First off, suggesting a good location is key. Let's face it, you're tying the knot. And that knot is tied into the rope with which the man is executing his own bachelorhood. So make sure the groom gets sent off with a bang. Chapels and courthouses simply won't do (unless you happen to be in the middle of serving a life sentence). No, you need to make a statement.
We've done the research. It's just not scientifically possible to be sad in a bouncy castle, especially one filled with colorful plastic balls. And forget walking; what bride wouldn't relish the idea of gleefully bouncing and somersaulting down the aisle?
After some invaluable input has been put in toward a killer location, now comes the choice of catering. Forget boring things like chicken and fish. It's good to be unique. It's good to spice things up - literally.
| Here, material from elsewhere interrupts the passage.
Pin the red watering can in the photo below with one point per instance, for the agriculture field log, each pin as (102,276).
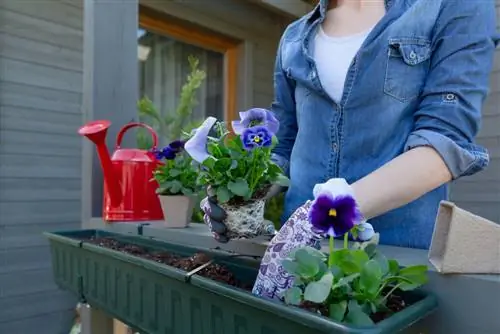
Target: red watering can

Variety is the spice of life. So is Taco Bell. And while your intestines won't be thanking you for serving everyone 99 cent burritos, your wallet sure will.
Lastly, don't forget music. Music can really make or break a wedding, and it's good, if you're the groom, to suggest some music that will really capture the moment forever.
If a snarling ballad about Satan's asshole followed by a 27 minute guitar riff doesn't say "Baby I love you," then we just don't know what does.
So remember, gents, that no matter what anybody else says, your ideas are awesome. And even if you don't have the green light from your betrothed to have Cheesy Gordita Supremes and Satanic Manslaughter Fjord at your wedding, at least you showed that you care enough to make suggestions. Which is what it's really all about.
I guess what we're saying is... ultimately, it's her special day. And regardless of what you suggest, your opinion doesn't really matter. But God bless you for trying.
Married men - did you have a say in the planning of your wedding? Married women - did you let your husband help you plan the wedding? If so... why, God, why?